Plantinga does not demonstrate that a maximally great being is possible

The logical problem – the following is an inconsistent set of propositions. One must give up one of the claims. (1) God is omnipotnent;

(2) God is omnisicient; (3) God is perfectly good; (4) evil exists.

The evidential problem – these are not inconsistent, but the extent, nature and distribution of (4) in both its moral and natural forms make probable the falsity of the existence of the GCT.

Responses – Theodicy – an explanation of why God (actually) allows evil. Defence – an explanation of why it possible for God and the existence to be logically consistent.

(1) Evil is necessary our moral and spiritual development – Hick and the vale of soul making theodicy. But, worries about the evidential problem remain and the entailments of the developmental thesis commitment to a particular view of the afterlife and salvation for all.

(2) The existence of the GCT and evil can be consistent because evil can arise from the exercise of our freewill – Plantinga and the free will defence. It is possible that God creates world with significantly free creatures as this is better than any other world. In a world of significantly free creatures some moral evil is inevitable (N.B.the possibility of transworld depravity). Natural evil – possible that it be the work of other free agents (e.g. fallen angels) or the result of our exercising our free will in ways that neglect the opportunities to minimise the level of natural evils.

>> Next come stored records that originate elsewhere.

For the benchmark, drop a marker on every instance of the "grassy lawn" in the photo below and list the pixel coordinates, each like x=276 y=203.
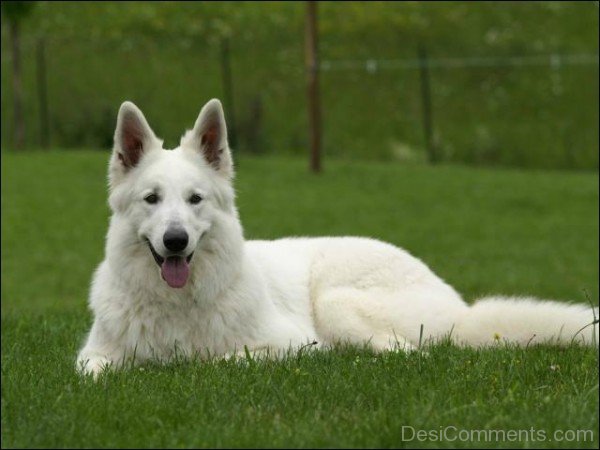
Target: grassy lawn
x=484 y=231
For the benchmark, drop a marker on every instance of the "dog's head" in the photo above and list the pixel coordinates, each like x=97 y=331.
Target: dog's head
x=169 y=200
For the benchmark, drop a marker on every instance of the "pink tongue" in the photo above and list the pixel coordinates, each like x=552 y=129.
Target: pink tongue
x=175 y=271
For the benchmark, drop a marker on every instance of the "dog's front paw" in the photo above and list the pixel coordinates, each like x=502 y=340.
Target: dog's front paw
x=93 y=366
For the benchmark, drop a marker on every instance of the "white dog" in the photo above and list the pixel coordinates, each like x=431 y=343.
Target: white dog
x=180 y=278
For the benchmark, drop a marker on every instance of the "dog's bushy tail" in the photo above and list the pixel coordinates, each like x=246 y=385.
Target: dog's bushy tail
x=527 y=321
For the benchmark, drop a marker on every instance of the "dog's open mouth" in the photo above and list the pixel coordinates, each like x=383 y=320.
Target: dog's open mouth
x=175 y=269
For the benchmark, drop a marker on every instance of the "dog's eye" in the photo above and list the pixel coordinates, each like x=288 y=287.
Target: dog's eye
x=151 y=199
x=195 y=199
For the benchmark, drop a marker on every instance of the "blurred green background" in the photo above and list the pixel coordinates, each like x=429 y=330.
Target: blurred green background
x=168 y=58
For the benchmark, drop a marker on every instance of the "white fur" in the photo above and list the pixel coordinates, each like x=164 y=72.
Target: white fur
x=274 y=295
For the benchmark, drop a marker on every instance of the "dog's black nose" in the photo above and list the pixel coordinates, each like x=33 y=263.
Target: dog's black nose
x=175 y=239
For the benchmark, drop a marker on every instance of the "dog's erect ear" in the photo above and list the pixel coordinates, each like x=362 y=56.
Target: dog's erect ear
x=133 y=138
x=209 y=137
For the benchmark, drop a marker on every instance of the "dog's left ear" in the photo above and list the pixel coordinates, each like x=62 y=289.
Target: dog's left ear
x=133 y=139
x=209 y=138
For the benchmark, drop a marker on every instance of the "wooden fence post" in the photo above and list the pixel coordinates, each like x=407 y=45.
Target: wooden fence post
x=43 y=93
x=312 y=68
x=426 y=106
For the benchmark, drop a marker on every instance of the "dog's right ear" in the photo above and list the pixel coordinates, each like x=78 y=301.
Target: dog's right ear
x=133 y=138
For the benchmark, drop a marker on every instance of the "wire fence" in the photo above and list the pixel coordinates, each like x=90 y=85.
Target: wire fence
x=554 y=61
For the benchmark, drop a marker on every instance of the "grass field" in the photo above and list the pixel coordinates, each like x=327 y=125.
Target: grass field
x=484 y=231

But – nature and value of freewill; logical consistency of divine existence and evil leaves the evidential problem.

Should we regard religious language – the most basic statement of which is ‘God exists’ as cognitive (capable of being or aiming to be knowledge stating or factive) or non-cognitive?

Ayer – religious language is nonsense – analysis through the lens of logical positivism and the verification principle. But – problems with the VP and the possibility of a weakened VP allowing back into consideration some religious claims.

Flew – appeal to falsification. Religious claims typically fail to be meaningful – death by a thousand qualifications.

Hare – religious claims framed by or emerge out of a worldview (blik).

Mitchell – theists recognise that there is evidence which can count against their claims. However, it is the nature of religious claims that they centrally involve not just a claim about how things are, but an attitude of commitment and trust in virtue of which they maintain their claims.